To read the stones of this composite church with intelligence, one must trace its story step by step. It is named after the first bishop of the city, St. Julian, who brought Christianity into the region. Several earlier cathedrals succeeded each other on the site. The one erected after the Northmen sacked Le Mans was falling into ruin when, about 1060, Bishop Vulgrim began a new cathedral, carried on by his successor, Arnould. Their Romanesque choir exists no longer, but vestiges of the church are to be traced in the walls of the present nave, and in the gable of the Psallette, a building to the north of the cathedral, which in Bishop Vulgrim’s day formed part of his transept’s north tower.
The nave of Le Mans as we have it to-day shows three distinct campaigns of work undertaken by the three bishops, Hoël, Hildebert de Lavardin, and Guillaume de Passavant. Bishop Hoël (1085-97), a Breton, able, handsome, patriotic, continued the Romanesque transept and the towers that terminate its arms. His works exist in the base of the southern tower and also in those two pier arcades of the nave that touch the transept. The groin vaulting of the side aisles is of Hoël’s time, as well as the aisle walls, decorated with blind arcades, the capitals of whose shafts are carved crudely with chimerical animals. As the capitals opposite those of the engaged shafts show more skill, they must have been done later in the XI century.
Good Bishop Hoël, in famine time, sold the gold and silver plate of his cathedral to feed the poor, and on his deathbed distributed his possessions among them. After a visit to Rome, he accompanied Urban II back to France, on the momentous occasion of the launching of the First Crusade. When the Council of Clermont ended, the pope came to Le Mans, in February of 1096, to visit his friend the bishop, to the intense pride of all the city. Such episodes reflect clearly the unison of aspiration which was presently to express itself in mighty movements. The Greek princess who saw the first crusaders arrive in Constantinople has told in graphic phrases how Europe, unloosed from its foundations, hurled itself on Asia, and with a like impetuosity western Christendom was about to fling itself toward heaven in cathedrals.

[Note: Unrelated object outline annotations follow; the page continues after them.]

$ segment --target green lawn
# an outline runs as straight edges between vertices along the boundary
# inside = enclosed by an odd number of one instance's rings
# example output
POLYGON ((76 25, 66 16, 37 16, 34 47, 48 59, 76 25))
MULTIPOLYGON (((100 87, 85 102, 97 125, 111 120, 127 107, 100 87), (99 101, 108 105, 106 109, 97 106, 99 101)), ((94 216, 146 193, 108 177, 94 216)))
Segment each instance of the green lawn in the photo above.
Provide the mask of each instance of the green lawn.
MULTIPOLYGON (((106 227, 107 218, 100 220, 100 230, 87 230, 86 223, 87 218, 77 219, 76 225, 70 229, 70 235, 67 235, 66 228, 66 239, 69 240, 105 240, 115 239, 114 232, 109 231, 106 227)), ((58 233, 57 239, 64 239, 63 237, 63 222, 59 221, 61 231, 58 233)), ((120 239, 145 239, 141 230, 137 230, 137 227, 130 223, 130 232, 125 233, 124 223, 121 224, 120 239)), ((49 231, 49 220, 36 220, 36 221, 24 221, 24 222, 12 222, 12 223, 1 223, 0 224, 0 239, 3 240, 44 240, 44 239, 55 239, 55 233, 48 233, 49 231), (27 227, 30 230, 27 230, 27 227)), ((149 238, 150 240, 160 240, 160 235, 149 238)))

The church on which Bishop Hoël had worked was destroyed in large part by fire, and his successor, the illustrious Hildebert de Lavardin (1097-1125), began a reconstruction about 1110. Hildebert was the most popular poet of his day and in the mediæval schools his letters were committed to memory. A lover of the Latin authors, he composed verses of such facture that some of them have been mistaken for ancient classics. He was philosopher, orator, and architect as well. The best years of his life were passed in Le Mans, though he was to die in Tours as archbishop of that city. While a teacher in Le Mans’ cathedral school, he accompanied Bishop Hoël on his travels, and knew well Cluny and its great abbot Hugues, whose biographer he became. Hildebert possessed esprit, a sound judgment, and much independence. Life tested him harshly. The ordeal of prison he suffered several times, and the worse ordeal of calumny, which is disproved by the affectionate friendship felt for him by St. Anselm, St. Bernard, and Bishop Ives of Chartres. No man, he himself said in one of his sermons, should be a bishop whose life has not always been irreproachable. His contemporaries called him “a prelate attentive to the distribution of the bread of the word of God,” a man zealous for discipline, charitable to the poor, and with a love for the House of Prayer that made him a builder both at Le Mans and Tours.